À l’orée de ce dernier match de qualification pour l’Euro 84 en France, la Roja est dans une situation compliquée. Impossible même pour certains. Les hommes de Muñoz sont deuxième au classement, seul le premier du groupe se qualifie pour la phase finale. Les Pays Bas qui ont joué leur 8 matchs sont premiers ne devançant que de deux points l’Espagne. 2 points, c’était ce qui était accordé pour une victoire à cette époque. Derrière ce petit écart s’en cache un autre, bien plus grand. Les Oranje ont une différence de buts bien plus favorable et l’Espagne doit gagner son dernier match par 11 buts d’écarts pour se qualifier. Une folie que personne ne pense réalisable même si l’adversaire maltais est faible. Pourtant ce match qu’on appellera par la suite le « miracle du Villamarin » va entrer dans les annales de ce sport.
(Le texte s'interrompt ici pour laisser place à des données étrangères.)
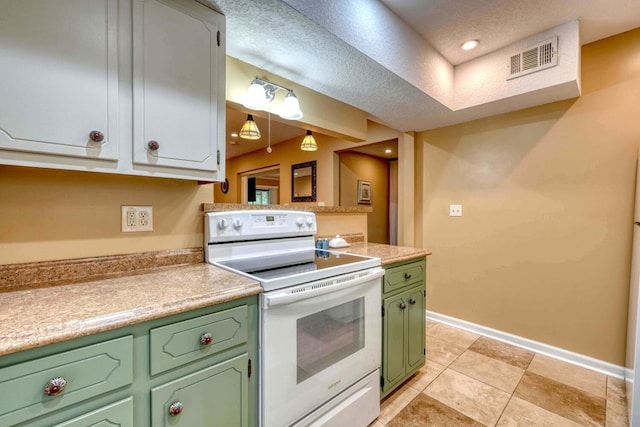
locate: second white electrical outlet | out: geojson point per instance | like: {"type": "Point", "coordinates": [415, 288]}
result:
{"type": "Point", "coordinates": [455, 210]}
{"type": "Point", "coordinates": [137, 218]}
Pluie, chambrage maltais, Villamarin plutôt creux et désamour de la Roja
A cette période, l’Espagne n’épate pas par son football. Le sélectionneur de l’époque, la légende Muñoz se contente bien trop souvent d’un jeu fermé où les buts se font rares. En 82, pour SA coupe du monde la Roja avait notamment été sorti piteusement au deuxième tour. Un résultat en dessous des attentes. Après une campagne de qualification plutôt bien géré, l’Espagne est de nouveau au pied du mur et rien ne semble sourire aux rouges.

Pourtant toutes les dispositions sont prises pour que l’exploit soit réalisable. La journée de Liga précédant ce choc a été avancé pour permettre de préparer au mieux ce match et Muñoz peut partir en stage commando avec ses hommes durant une semaine. Dans le même temps Malte a joué un match face aux Oranje et a perdu lourdement 5-0. Pour ne rien arrangé, les Maltais arrivent à Séville en retard et sous une pluie battante. De plus ils ne peuvent pas s’entraîner à leur convenance. Logé dans un hôtel limite insalubre par la fédération royale, les insulaires sont pris pour cibles par les supporters andalous quand ils se baladent en ville. Et ils doivent très souvent sortir, leur hôtel n’a pas de restaurant.
Alors que tout semble s’aligner pour la Seleccion, pas grand monde y croit en Espagne. Miguel Muñoz explique pourtant à ses joueurs : « Vous devez créer onze occasions et en profiter. » Mais cela n’a que peu d’écho dans son groupe. Un seul y croit farouchement : Poli Ricón. Un de ses coéquipiers, Lobo Carrasco le pense même fou mais le milieu de terrain ne fait que répéter qu’ils vont le faire, que c’est réalisable. Gordillo revient sur l’état d’esprit de la Roja avant le match : « Nous partions avec la mentalité d’en marquer six ou sept et de gagner. Nous n’avons pas pensé à mettre 11 buts ». Même du côté de Malte personne ne s’inquiète. Perdre, ils vont perdre c’est sur mais par 11 buts d’écarts ? Jamais. John Bonello le gardien de l’équipe et seul à s’être exporter hors de l’île confie même que : « Je ne retournerais pas dans mon pays s’ils me marquent onze buts « . Et pourtant, le miracle de Séville va avoir lieu, dans des conditions particulières.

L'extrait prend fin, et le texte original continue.